À l'avenir nous recevrons tous les renseignements que nous pouvons réunir à partir de diverses sources aujourd'hui, sous forme électronique, 24 heures à l'avance. Tous ces renseignements seront reçus au Canada avant que le conteneur ne soit chargé. Ils comprendront tous les renseignements donnés par le responsable du transport des marchandises et tous les renseignements sur l'expéditeur, tous les renseignements sur le transitaire au Canada avec un manifeste détaillé de tous les objets transportés, de leur nombre, tous les détails entourant cette expédition de marchandises. Tous ces renseignements seront réunis électroniquement 24 heures avant que le conteneur ne soit chargé sur le bateau.
Ces renseignements seront alors analysés par nos systèmes automatisés qui permettent de peser les risques, et de déterminer la décision à prendre. Il y aura des archives, des listes qui permettront d'autoriser ou d'interdire le chargement de ce conteneur. En d'autres termes, en l'absence de renseignements suffisants, nous pourrons suspendre le chargement de ce conteneur jusqu'à ce que ces renseignements manquants nous soient communiqués. Nous pourrons interdire un chargement si ces renseignements nous font craindre la présence d'armes de destruction massive ou d'autres risques pour la sécurité dans le chargement concerné. Ils nous permettront également de cibler les conteneurs qui contiennent des produits de contrebande et de nous préparer pour les accueillir à leur arrivée en vue d'une inspection.
En bref, toutes les données venant de diverses sources seront regroupées dans un seul système qui nous permettra de décider en toute connaissance de cause de la nécessité d'un examen ou d'une interdiction de chargement.
Le président: Combien de conteneurs par jour, en moyenne, pensez-vous soumettre à ce système?
M. Connolly: Il y a environ 2 millions de conteneurs qui sont déchargés par an au Canada. Je ne peux pas vraiment vous donner de moyenne par jour.
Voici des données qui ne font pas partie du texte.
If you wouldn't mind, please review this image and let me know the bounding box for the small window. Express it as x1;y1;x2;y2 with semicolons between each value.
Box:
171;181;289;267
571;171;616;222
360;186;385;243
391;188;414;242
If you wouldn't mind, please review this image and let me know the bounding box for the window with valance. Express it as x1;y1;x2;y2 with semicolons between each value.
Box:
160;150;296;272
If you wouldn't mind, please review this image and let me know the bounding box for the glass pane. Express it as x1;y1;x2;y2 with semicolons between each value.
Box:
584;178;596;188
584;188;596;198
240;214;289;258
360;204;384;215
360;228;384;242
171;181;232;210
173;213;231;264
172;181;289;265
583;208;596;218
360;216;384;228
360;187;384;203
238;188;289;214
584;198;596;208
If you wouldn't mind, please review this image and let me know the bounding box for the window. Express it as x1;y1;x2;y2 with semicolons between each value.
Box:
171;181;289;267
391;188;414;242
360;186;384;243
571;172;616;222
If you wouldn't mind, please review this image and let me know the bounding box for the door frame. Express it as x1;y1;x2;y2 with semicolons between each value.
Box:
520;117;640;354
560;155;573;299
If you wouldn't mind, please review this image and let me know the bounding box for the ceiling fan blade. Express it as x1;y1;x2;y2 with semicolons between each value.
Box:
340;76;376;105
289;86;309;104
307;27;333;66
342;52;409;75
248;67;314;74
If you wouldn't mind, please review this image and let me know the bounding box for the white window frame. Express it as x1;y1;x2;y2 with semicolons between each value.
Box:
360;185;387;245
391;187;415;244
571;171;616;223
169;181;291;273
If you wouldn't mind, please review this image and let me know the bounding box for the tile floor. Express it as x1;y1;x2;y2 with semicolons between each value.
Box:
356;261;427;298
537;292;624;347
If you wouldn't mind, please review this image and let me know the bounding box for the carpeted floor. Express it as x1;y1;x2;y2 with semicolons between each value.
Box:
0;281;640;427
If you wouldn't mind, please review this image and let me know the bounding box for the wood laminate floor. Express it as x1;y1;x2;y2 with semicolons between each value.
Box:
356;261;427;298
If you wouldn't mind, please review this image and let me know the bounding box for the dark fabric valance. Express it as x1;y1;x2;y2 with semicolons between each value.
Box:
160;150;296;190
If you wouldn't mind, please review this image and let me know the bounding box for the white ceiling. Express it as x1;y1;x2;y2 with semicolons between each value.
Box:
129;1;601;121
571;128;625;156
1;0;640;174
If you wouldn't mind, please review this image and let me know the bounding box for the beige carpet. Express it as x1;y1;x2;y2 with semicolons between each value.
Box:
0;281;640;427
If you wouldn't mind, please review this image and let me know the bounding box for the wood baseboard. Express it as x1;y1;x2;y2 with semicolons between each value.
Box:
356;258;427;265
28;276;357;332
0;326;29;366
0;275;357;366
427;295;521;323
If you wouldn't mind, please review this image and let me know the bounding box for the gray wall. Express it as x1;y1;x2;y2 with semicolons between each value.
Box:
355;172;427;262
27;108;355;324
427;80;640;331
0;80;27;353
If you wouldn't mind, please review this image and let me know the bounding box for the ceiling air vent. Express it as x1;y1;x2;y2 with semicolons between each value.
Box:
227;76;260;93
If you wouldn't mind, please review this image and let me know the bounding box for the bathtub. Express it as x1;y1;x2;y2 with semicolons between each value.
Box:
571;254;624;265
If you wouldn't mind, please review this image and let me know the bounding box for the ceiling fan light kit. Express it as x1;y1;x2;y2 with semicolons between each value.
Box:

Le président: Une fourchette? Quel pourrait être votre maximum par jour?
M. Connolly: Il y a des bateaux qui peuvent transporter jusqu'à 6 000 conteneurs.
Le président: Combien de bateaux de ce genre arrivent le même jour?
M. Connolly: Je ne sais pas. Je pourrais me renseigner sur le maximum.
Le président: Ce que je veux connaître, ce sont vos capacités. J'ai l'impression que vous avez toute une somme de renseignements sur le point de départ et toute une somme de renseignements sur le point d'arrivée. Vous avez un système qui permet de comparer les deux et de détecter toute anomalie. Je veux simplement savoir si vous pouvez faire face quand le trafic est à son maximum.
M. Connolly: Monsieur le sénateur, c'est ce que nous faisons tous les jours manuellement ou mécaniquement pour chaque conteneur qui arrive au Canada. Tous les jours nous regardons tous les conteneurs qui passent par nos écrans de travail, et chaque conteneur est examiné, certains plus en détail que d'autres sur la base de critères que nous avons établis et sur la base du risque.
Nous utilisons aujourd'hui le système américain, le système ATS. Nous avons déjà une certaine expérience de son utilisation et des capacités offertes par le ciblage automatisé. Chaque conteneur qui entre dans notre pays aujourd'hui est examiné.
Le président: Interrompez-moi si je me trompe, monsieur Connolly, mais le système que vous venez de nous décrire devait inclure beaucoup plus de renseignements que vous n'en recevez actuellement.
M. Jolicoeur: C'est exact, monsieur le président. Cela pourrait faire 4 000 ou 5 000 conteneurs par jour. C'est énorme. Le ciblage électronique nous permet d'extraire de ce nombre les conteneurs que nous devrions examiner avec plus d'attention. Sans cette technologie, du point de vue de la gestion du risque, ce serait un mode analogue à ce que nous faisions auparavant.
Le président: Vous partez de systèmes de ciblage automatisés américains pour développer le vôtre?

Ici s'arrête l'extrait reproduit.